# Running the thermodynamic analysis using the functions of the pipeline

Each model resulting from the first analysis meking use of GapFilling for finding new functionalities has a different combination of reactions allowing the substrate to be used for growth and/or be converted into the target compound. Hence, the list of reactions involved in the transformations changes among the variants. Thus the pipeline uses pathway length and thermodynamic driving force as two parameters for the evaluation of the strain designs. In this pipeline the MDF value [1] of a pathway is used to determine its thermodynamic feasibility. The aim of this module (Figure 1, step iii) is to first  identify which reactions are involved in the pathway and then calculate the pathway’s Max-min driving force (MDF) value. The thermidynamic analysis done by the pipeline make use of a the Python package [equilibrator-pathway](https://gitlab.com/equilibrator/equilibrator-pathway) for MDF calculation. This package is still under development and the the module of the pipeline reliying on it is the one that still needs further improvements. 

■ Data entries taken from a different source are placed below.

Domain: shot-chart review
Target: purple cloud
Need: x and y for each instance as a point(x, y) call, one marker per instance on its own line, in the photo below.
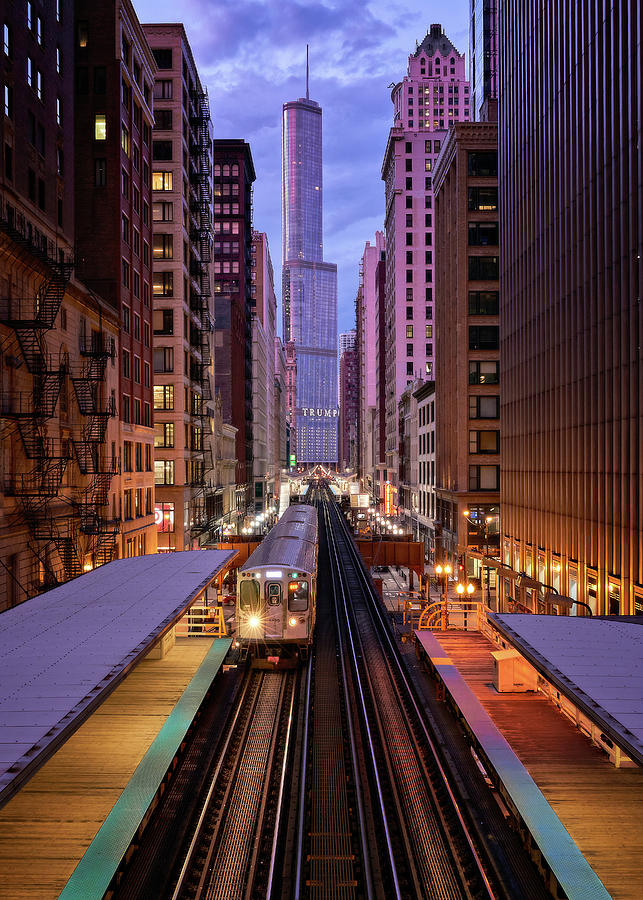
point(251, 56)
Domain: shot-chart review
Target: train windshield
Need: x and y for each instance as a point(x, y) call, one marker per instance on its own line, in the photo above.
point(298, 596)
point(273, 593)
point(248, 595)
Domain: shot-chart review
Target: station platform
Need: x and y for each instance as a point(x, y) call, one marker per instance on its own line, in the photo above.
point(90, 678)
point(582, 813)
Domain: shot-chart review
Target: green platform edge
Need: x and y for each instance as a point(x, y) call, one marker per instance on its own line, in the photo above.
point(93, 874)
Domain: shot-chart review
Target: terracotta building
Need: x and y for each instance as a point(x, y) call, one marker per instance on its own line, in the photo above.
point(114, 75)
point(183, 314)
point(57, 431)
point(234, 175)
point(432, 95)
point(348, 406)
point(370, 361)
point(467, 382)
point(571, 191)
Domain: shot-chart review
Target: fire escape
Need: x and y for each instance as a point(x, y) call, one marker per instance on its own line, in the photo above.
point(56, 523)
point(91, 501)
point(37, 488)
point(200, 301)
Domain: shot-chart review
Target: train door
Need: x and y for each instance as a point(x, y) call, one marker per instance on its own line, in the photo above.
point(274, 610)
point(298, 609)
point(251, 611)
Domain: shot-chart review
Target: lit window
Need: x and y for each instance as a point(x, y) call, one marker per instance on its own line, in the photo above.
point(161, 181)
point(100, 127)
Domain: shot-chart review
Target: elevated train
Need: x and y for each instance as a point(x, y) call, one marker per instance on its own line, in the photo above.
point(277, 589)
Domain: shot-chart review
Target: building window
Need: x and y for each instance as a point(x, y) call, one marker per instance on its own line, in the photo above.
point(483, 303)
point(163, 212)
point(484, 407)
point(163, 359)
point(100, 127)
point(163, 246)
point(163, 284)
point(100, 172)
point(161, 181)
point(484, 337)
point(483, 199)
point(484, 371)
point(164, 517)
point(163, 471)
point(484, 268)
point(484, 442)
point(483, 234)
point(163, 119)
point(484, 478)
point(163, 89)
point(164, 434)
point(483, 163)
point(163, 321)
point(162, 150)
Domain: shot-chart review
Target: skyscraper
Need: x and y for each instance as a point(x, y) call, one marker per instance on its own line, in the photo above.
point(433, 95)
point(570, 302)
point(309, 284)
point(483, 54)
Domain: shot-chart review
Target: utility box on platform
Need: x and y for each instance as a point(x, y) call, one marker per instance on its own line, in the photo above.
point(512, 673)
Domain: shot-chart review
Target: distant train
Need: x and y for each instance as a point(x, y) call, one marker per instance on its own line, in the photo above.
point(277, 589)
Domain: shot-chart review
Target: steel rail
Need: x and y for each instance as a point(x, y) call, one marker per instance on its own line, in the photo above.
point(365, 718)
point(185, 868)
point(383, 634)
point(302, 791)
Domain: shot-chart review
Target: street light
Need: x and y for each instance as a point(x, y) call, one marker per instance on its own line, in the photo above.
point(483, 528)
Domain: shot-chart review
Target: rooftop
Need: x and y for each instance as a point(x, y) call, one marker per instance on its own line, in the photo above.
point(62, 652)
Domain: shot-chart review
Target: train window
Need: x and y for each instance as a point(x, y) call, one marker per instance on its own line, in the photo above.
point(248, 595)
point(273, 594)
point(298, 596)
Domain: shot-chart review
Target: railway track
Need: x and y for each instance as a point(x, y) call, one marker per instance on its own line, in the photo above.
point(232, 854)
point(423, 848)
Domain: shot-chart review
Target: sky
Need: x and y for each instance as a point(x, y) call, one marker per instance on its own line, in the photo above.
point(251, 55)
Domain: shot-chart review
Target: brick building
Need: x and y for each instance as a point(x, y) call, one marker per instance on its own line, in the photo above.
point(467, 396)
point(234, 175)
point(114, 75)
point(57, 432)
point(187, 495)
point(432, 95)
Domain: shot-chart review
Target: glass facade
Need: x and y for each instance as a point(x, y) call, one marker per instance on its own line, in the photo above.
point(483, 53)
point(309, 285)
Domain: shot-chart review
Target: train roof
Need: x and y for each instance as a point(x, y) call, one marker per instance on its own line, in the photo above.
point(291, 543)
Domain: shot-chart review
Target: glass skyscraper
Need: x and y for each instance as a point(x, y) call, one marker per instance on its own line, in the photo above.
point(309, 285)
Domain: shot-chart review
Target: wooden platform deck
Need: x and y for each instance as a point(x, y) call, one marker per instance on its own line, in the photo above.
point(48, 826)
point(599, 805)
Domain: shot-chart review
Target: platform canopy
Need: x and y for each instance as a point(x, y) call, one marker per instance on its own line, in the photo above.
point(63, 652)
point(597, 663)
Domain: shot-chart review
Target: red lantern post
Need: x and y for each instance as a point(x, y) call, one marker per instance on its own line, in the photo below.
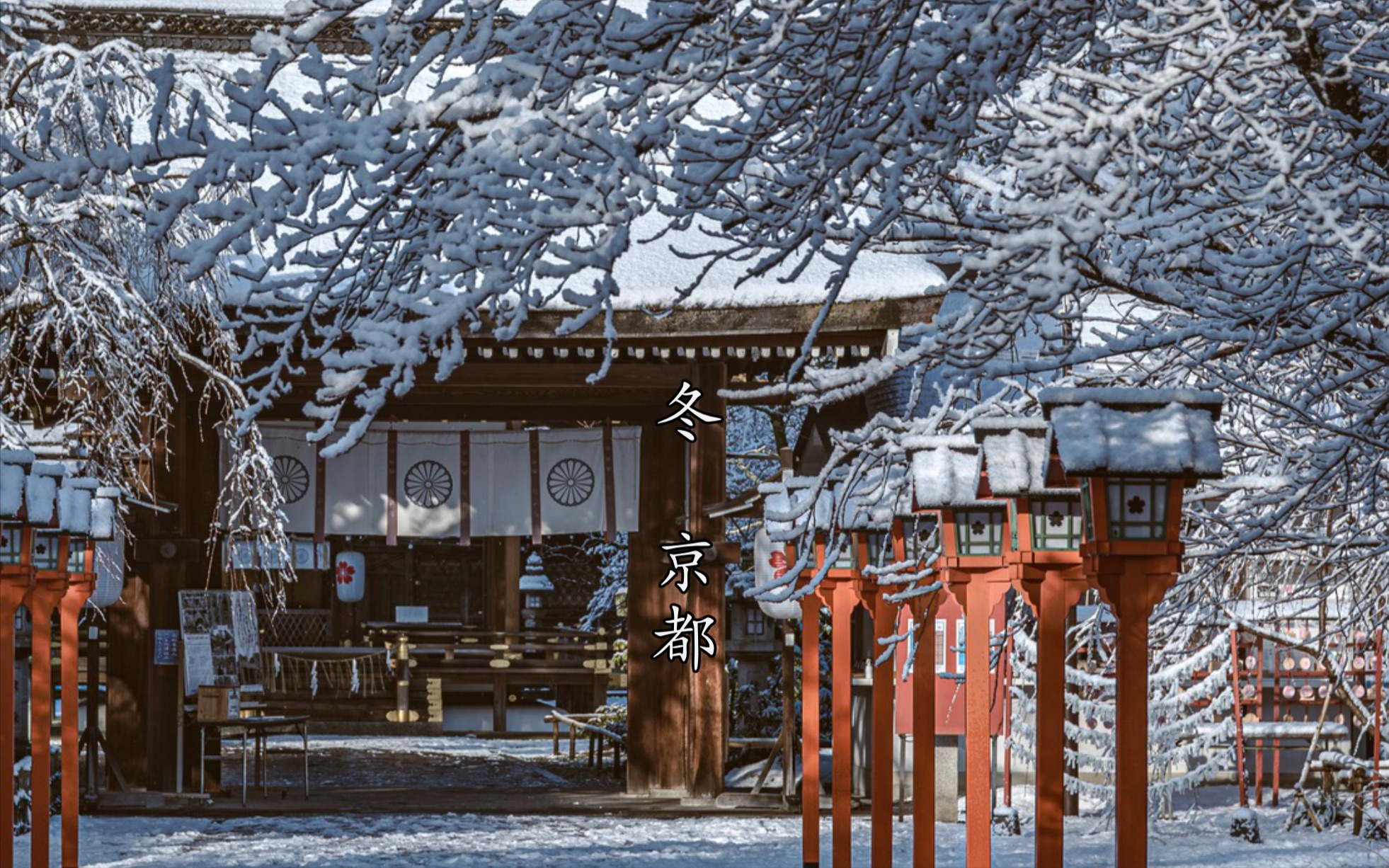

The functions for thermodynamic analysis are called within the analysis module by the function *cons_prod_dict*. In the following tutorial some of the functions for the thermodynamic analysis are used individually on one of the combination of the strains of *E. coli* growing on methane. 

The logic of the analysis is the following:
1.	Add the reactions for growth on methane
2.	Check if it grows on methane
3.	Check if it produce the target (i.e. itacon)
4.  Use the pipeline function for the rest of the analusis


In [1]:
import cobra

from cobra.manipulation import modify 
import csv
from pipeline.scripts.input_parser import *
from pipeline.scripts.import_models import get_universal_main, get_reference_model
from pipeline.scripts.analysis import *
from pipeline.scripts.path_definition_mdf import whole_procedure_path_definition, mdf_analysis


In [2]:
data_repo = "./pipeline/inputs"
model = get_reference_model(data_repo, './pipeline/inputs/ecoli_tutorial.csv')
universal = get_universal_main(data_repo, './pipeline/inputs/ecoli_tutorial.csv')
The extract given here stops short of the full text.